Can n8n and AI be used to split a large PDF file into many files based on content?

igrokit · December 11, 2024, 9:02pm

I have a question for you guys.
Let’ say we have scanned a bunch of invoices in one go, resulting in a rather large PDF file of 50 or so pages.
Each invoice is one, two or more pages long. Most invoices are from different companies, but some are from the same.
Let’s say I have 30 invoices in this 50 page file.

Would it be possible for n8n and any kind of AI agent, to split that 50 page file into 30 files, each containing just a single invoice?

I would be very interested in something like that!

Dan

aliasfox · December 12, 2024, 1:46am

I think it could work but you’d need a big context window and likely some sort of RAG. But depending on the format, a dumb script could do this using regex and pattern recognition. No AI needed.

digitalchild · December 12, 2024, 3:16am

You would need to use an external service to split the PDFs.

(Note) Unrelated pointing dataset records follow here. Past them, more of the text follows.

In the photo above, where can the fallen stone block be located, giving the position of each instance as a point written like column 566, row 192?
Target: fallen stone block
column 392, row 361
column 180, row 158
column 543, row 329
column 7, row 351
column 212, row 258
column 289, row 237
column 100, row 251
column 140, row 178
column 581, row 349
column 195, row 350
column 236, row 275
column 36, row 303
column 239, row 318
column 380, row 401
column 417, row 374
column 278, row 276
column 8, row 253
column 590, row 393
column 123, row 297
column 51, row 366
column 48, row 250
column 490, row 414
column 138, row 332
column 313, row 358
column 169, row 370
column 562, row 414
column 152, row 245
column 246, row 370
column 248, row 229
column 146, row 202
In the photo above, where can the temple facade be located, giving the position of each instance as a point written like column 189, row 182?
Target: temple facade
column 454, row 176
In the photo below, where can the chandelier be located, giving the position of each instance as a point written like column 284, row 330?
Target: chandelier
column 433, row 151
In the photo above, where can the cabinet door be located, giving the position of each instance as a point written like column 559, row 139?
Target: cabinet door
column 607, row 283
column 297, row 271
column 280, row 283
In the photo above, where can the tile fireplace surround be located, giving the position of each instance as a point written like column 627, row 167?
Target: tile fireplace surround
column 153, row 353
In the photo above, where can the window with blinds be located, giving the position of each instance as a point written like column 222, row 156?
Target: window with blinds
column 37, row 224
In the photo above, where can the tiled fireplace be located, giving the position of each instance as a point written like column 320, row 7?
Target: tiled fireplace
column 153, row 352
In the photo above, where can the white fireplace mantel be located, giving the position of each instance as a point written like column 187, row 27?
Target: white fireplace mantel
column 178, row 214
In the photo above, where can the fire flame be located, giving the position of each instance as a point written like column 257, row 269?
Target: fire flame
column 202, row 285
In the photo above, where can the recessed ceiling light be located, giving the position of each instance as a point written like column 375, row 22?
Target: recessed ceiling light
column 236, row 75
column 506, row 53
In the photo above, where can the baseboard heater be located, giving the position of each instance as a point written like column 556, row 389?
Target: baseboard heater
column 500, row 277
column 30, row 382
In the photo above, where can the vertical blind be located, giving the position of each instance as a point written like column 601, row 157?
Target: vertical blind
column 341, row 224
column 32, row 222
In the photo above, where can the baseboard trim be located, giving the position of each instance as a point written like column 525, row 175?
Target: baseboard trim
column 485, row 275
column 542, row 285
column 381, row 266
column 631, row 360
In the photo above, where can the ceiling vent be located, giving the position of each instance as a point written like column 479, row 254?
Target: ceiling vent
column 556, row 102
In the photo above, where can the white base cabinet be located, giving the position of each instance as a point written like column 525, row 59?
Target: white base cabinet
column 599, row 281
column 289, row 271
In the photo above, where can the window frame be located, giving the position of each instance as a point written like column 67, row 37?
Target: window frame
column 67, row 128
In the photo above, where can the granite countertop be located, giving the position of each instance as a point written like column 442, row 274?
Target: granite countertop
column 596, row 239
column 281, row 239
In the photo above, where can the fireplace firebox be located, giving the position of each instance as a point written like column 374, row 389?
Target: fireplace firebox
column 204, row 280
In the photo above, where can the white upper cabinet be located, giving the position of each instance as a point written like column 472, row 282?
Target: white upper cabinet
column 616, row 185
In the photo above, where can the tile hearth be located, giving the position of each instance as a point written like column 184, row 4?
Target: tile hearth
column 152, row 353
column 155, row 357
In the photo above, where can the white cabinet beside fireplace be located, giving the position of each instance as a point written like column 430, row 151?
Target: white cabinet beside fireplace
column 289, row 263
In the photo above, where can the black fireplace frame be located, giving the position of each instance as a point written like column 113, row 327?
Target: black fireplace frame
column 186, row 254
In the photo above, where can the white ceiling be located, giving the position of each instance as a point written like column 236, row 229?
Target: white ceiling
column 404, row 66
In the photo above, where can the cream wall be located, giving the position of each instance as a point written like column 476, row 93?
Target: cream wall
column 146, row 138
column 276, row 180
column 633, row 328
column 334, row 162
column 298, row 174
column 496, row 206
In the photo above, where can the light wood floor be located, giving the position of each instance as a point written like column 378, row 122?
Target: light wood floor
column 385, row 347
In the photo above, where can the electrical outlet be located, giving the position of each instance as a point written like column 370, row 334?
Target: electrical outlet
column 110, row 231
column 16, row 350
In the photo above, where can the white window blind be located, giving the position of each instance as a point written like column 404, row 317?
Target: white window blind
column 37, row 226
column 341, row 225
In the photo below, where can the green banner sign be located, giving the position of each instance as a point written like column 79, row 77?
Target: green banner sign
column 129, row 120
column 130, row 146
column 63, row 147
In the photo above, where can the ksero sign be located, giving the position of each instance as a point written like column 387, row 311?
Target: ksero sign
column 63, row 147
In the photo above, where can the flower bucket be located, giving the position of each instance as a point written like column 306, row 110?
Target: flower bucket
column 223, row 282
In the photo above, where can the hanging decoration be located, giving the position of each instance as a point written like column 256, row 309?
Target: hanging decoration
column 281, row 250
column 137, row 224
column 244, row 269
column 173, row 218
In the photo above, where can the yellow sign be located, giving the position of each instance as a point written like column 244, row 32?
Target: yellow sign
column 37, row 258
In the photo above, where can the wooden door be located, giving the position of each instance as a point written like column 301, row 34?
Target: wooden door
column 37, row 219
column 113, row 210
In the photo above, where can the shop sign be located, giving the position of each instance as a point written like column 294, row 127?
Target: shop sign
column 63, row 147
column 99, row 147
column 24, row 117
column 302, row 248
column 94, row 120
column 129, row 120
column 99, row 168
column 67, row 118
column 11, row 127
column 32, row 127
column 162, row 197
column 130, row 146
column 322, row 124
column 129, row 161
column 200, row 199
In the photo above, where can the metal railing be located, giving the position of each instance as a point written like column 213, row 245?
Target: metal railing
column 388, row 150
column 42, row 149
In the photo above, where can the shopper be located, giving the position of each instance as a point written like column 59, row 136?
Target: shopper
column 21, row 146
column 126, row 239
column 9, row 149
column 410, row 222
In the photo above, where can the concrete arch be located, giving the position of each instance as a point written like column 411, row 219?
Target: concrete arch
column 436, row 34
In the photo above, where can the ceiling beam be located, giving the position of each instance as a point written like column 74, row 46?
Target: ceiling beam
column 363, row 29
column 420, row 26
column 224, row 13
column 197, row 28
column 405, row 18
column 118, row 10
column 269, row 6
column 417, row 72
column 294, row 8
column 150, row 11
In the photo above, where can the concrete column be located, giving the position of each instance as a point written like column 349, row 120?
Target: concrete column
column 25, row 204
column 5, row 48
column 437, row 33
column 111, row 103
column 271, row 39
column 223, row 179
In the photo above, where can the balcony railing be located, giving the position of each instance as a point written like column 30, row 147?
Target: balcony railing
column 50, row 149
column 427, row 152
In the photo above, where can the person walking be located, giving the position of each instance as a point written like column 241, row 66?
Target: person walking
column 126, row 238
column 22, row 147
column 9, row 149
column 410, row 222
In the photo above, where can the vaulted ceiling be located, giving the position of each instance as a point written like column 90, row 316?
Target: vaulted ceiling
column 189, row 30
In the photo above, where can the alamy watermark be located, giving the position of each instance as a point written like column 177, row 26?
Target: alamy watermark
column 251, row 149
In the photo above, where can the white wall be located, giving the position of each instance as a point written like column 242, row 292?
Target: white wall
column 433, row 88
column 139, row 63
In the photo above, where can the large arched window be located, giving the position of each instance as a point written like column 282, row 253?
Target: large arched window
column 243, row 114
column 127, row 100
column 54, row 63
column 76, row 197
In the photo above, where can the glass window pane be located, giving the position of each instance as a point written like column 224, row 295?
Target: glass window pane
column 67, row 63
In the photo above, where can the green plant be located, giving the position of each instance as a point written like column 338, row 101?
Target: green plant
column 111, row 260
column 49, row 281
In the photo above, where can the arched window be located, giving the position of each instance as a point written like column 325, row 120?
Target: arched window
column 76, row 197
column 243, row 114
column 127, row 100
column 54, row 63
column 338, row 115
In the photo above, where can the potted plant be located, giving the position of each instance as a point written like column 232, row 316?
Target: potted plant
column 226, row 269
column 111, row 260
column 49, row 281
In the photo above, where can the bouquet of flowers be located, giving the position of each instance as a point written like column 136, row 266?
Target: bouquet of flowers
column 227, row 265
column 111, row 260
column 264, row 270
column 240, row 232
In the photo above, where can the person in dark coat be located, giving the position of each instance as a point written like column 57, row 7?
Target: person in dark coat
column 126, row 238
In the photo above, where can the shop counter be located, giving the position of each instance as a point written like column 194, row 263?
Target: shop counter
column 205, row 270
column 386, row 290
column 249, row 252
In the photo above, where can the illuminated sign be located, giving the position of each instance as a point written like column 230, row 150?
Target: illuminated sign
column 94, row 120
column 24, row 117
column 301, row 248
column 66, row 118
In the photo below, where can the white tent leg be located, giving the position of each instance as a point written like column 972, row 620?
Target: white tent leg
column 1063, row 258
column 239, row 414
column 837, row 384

There are a number of API’s you could use for this. ConvertAPI is one such service.

igrokit · December 12, 2024, 9:03pm

I don’t think that splitting the PDF is the main issue.
To know where to split is what is most important…

igrokit · December 12, 2024, 9:12pm

I do not think that a dumb regex/pattern recognition script would be able to do that. Just look at the many different invoices you get personally every month (I assume). I doubth that regex (simple or complex) would manage all those different kind of invoices.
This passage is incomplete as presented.